The leg pain warred for dominance with the deep ache higher up where Yusef had first hit me. The vile taste flooding my senses made me angry, not compliant. I ignored Yusef and stared at Houli thinking how much I’d like to displace his gold tooth. A blow to the left side of my face was followed by one to the other side. A searing pain went through my head and I was sure that an eardrum had broken, maybe both. I called them every obscene name I could think of and tried to stop my head from drooping.

Yusef hit me again several times and I kept my mouth shut. I could feel blood dripping somewhere. A low blow had me retching. I heard a click and saw Houli lighting a cigar and blowing on the tip to make it glow brightly. He moved closer and Yusef ripped my shirt open and then stepped back.

‘Shit,’ he said, ‘he’s had a heart operation. Any more could kill him, like—’

‘Shut up,’ Houli snapped. ‘But you’re right, we don’t want that.’ He puffed on the cigar, looked at it and shook his head. ‘I don’t think he knows anything useful anyway. He’s just a dumb stubborn arsehole blundering about. Give him a jab, load him up with something, and dump him.’

They left the room and Yusef came back quickly with a plastic syringe in his hand. I tried to fend him off but he was too quick for me and I felt the needle sink into my upper arm. The room started to swirl around me and I heard myself giggling. Yusef hauled me up and dragged me across the room. I struggled, still laughing; my head hit the door and I blacked out.

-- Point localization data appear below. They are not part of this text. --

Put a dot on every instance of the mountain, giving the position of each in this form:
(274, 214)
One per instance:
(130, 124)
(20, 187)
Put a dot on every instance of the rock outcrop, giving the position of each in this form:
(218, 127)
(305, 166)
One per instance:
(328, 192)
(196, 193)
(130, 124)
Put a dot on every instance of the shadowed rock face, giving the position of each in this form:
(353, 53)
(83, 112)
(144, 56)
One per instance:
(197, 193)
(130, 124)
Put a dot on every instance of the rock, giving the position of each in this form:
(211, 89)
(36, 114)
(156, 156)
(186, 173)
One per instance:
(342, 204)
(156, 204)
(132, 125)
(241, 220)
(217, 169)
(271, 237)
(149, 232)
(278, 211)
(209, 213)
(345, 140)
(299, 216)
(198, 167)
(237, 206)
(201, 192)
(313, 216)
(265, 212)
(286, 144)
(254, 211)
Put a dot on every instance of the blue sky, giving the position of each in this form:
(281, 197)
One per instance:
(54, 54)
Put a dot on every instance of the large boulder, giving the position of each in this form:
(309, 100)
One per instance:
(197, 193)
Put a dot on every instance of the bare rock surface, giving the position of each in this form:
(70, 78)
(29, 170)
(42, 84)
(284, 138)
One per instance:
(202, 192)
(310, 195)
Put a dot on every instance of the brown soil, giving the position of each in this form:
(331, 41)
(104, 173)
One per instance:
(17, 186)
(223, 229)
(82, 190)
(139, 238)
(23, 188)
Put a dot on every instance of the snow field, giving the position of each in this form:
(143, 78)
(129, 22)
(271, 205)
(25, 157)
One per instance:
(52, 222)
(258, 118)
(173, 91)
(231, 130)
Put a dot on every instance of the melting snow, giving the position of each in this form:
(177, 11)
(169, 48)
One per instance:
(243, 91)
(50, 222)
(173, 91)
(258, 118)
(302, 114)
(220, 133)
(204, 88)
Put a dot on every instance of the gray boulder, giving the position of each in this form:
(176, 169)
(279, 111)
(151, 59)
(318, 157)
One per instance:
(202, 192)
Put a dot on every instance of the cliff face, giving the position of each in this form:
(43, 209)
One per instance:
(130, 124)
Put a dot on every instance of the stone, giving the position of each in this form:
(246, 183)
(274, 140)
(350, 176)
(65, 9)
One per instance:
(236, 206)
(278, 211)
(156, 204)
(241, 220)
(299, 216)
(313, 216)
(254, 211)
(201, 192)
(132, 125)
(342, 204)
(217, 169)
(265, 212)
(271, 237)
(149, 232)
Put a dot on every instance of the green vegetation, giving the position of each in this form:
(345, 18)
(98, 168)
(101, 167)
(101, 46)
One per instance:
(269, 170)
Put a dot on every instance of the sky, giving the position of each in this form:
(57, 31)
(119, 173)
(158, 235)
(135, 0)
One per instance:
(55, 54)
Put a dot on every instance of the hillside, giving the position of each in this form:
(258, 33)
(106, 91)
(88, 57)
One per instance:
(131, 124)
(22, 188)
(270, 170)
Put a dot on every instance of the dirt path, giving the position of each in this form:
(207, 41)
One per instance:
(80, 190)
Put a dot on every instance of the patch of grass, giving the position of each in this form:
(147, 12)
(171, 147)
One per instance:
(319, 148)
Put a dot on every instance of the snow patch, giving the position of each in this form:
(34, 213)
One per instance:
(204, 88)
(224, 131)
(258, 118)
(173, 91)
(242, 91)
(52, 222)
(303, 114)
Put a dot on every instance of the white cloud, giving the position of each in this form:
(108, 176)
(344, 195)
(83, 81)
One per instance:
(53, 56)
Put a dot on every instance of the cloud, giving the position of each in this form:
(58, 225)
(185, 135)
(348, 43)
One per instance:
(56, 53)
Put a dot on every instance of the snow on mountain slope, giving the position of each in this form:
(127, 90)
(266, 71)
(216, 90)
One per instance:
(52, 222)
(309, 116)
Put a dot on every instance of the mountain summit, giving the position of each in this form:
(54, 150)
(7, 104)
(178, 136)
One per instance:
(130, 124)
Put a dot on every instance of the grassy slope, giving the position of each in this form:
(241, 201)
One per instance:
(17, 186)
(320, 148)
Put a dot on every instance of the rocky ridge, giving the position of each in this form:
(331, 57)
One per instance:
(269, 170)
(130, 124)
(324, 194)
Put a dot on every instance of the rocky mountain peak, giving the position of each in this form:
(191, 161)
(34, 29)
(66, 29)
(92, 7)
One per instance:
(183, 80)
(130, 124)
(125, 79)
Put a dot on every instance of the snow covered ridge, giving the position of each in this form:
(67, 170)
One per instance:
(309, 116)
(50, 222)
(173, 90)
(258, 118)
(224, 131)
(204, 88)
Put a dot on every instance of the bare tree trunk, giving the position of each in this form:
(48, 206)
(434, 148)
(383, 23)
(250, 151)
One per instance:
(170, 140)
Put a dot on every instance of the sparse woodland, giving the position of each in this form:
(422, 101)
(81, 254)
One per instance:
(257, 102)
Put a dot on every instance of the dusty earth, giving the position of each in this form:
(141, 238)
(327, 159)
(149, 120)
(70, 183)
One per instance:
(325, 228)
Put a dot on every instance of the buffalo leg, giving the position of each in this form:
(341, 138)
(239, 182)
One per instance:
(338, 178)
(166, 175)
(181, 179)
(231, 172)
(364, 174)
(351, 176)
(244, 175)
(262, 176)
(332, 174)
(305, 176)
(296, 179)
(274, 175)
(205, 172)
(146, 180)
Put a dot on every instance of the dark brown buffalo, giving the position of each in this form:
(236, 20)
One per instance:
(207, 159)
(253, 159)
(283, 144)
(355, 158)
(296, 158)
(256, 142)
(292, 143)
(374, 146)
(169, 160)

I was staggering through an amusement park full of flashing lights and jangly music with the sounds of horns honking and people shouting and with the ground slipping sideways under my feet. I almost fell but got myself upright and lurched on. Something large, smelly and noisy brushed by me and I laughed at it and aimed a kick but it had gone. Then there were more people with pale, blurry faces and angry teeth. They parted in front of me, peeled off, and I felt as if I was riding a surfboard with the waves buffeting me, threatening my balance.

I bounced off something hard and then again off something soft. My head hurt. One ear felt as though a siren was blowing in it full bore. I put my hand up to it, but the noise just got louder and I started to swear and stagger as the pain hit me. I was cold; my chest was bare; I could feel a chill wind biting into me, and my shirt felt like a flapping rag.

Two figures loomed up in front of me and didn’t move. Big things, blue things with hats. The hats looked funny and I laughed.

I said, ‘Funny hats,’ and swung a punch at one of the hats. I missed, lost balance and collapsed into what felt like a warm, hard embrace.